1. Architecture & Runtime

  • FastAPI host (main.py): The service exposes health (GET /health), stats (GET /stats), search (POST /search), and chunk-context (POST /context) endpoints. Lifespan hooks ensure the RAGService is fully ready (database connection + embedding/reranking models) before accepting traffic; startup failures raise runtime errors.
  • Core service (services/rag_service.py): Combines:
  • Semantic search via SentenceTransformer embeddings stored in pgvector columns.
  • Keyword search using PostgreSQL full-text search (ts_rank).
  • Reciprocal Rank Fusion hybridization using SEMANTIC_WEIGHT/KEYWORD_WEIGHT.
  • Cross-encoder reranking (CrossEncoder('cross-encoder/ms-marco-MiniLM-L-6-v2')).
  • Access control helper (services/access_control.py): Delegates permissions to the backend by hitting /api/customer/projects/:id and /api/auditor/projects/:id. The backend’s OPA policy is the ultimate authority.

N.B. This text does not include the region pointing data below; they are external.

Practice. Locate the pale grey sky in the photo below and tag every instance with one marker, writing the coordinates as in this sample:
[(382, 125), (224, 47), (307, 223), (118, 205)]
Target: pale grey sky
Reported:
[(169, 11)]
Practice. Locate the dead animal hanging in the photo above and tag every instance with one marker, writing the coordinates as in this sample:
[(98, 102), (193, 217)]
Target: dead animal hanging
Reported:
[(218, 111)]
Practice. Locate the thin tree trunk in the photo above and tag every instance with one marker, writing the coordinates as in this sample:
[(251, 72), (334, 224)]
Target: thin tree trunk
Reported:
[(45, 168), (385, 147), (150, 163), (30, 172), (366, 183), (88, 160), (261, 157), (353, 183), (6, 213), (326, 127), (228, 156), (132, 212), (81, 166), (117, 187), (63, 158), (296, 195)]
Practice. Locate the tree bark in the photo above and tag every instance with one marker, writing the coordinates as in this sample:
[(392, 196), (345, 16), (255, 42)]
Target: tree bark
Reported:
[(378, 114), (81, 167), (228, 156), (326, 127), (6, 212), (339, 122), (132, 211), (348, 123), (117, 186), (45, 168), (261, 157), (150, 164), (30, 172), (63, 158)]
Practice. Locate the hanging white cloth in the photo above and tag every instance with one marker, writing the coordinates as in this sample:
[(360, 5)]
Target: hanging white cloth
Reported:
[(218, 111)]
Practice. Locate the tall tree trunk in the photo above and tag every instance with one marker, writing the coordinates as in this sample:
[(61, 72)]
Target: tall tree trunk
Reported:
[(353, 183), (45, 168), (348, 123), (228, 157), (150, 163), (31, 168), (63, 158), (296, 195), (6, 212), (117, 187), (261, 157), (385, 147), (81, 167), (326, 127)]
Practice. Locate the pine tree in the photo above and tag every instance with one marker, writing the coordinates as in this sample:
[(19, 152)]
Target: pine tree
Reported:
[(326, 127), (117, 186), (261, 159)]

2. Configuration & Environment

  • config.py defines the deploy-time knobs:
  • DATABASE_URL (PostgreSQL with pgvector).
  • EMBEDDING_MODEL (must match the chunking worker’s model) and EMBEDDING_DIMENSION.
  • Hybrid search weights (SEMANTIC_WEIGHT/KEYWORD_WEIGHT), similarity threshold, and rerank size (RERANK_TOP_K).
  • BACKEND_URL (used by AccessControlService).
  • MCP_ENABLED (the service can expose Model Context Protocol endpoints for AI tooling).
  • Service-level settings: HOST, PORT, LOG_LEVEL.
  • Any new feature requiring document search must document how it targets these configs (e.g., customizing SIMILARITY_THRESHOLD or embedding model).

3. Access Control & JWT

  • All public endpoints expect Kong-verified JWTs (Authorization: Bearer ...) plus the X-User-Id/X-User-Role headers. main.py strips the Bearer token for downstream calls, and AccessControlService forwards the same credentials to the backend.
  • Permission checks are performed on the backend; the RAG service simply observes HTTP 200 responses. On failure, it logs a warning and returns an empty result or raises 403.
  • The service always “fails closed”: any exception in verify_project_access or the backend lookup results in denying the request.

4. Search Flow Guarantees

  • Semantic stage: Queries are embedded (SentenceTransformer.encode) and compared using 1 - (dc.vector <=> query); only evidence.chunking_status = 'COMPLETED' rows are visible.
  • Keyword stage: PostgreSQL full-text search uses to_tsvector/plainto_tsquery, normalizes ranks to [0,1], and participates in the fusion step.
  • Hybrid fusion: RRF merges the two lists by weighting SEMANTIC_WEIGHT and KEYWORD_WEIGHT while honoring limit + 2 results.
  • Cross-encoder rerank: The top N results are reranked with CrossEncoder to produce the final similarity scores. Only the top limit entries are returned.
  • Chunk context: POST /context pulls context_window chunks before and after the requested chunk to provide annotated snippets to the AI agent or UI.

5. Endpoints & Payloads

  1. POST /search (SearchRequest/SearchResponse):
  2. Body: query, project_id, user_id, optional limit, evidence_types, min_similarity.
  3. Response: results array with chunk metadata, total_results, and mirrors the request for telemetry.
  4. POST /context:
  5. Body: chunk_id, user_id, context_window.
  6. Response: chunk, context_before, context_after.
  7. GET /health: Reports database/model readiness; returns 503 until embedding/reranker and DB connections succeed.
  8. GET /stats: Returns counts of total chunks/evidence and exposure of EMBEDDING_MODEL.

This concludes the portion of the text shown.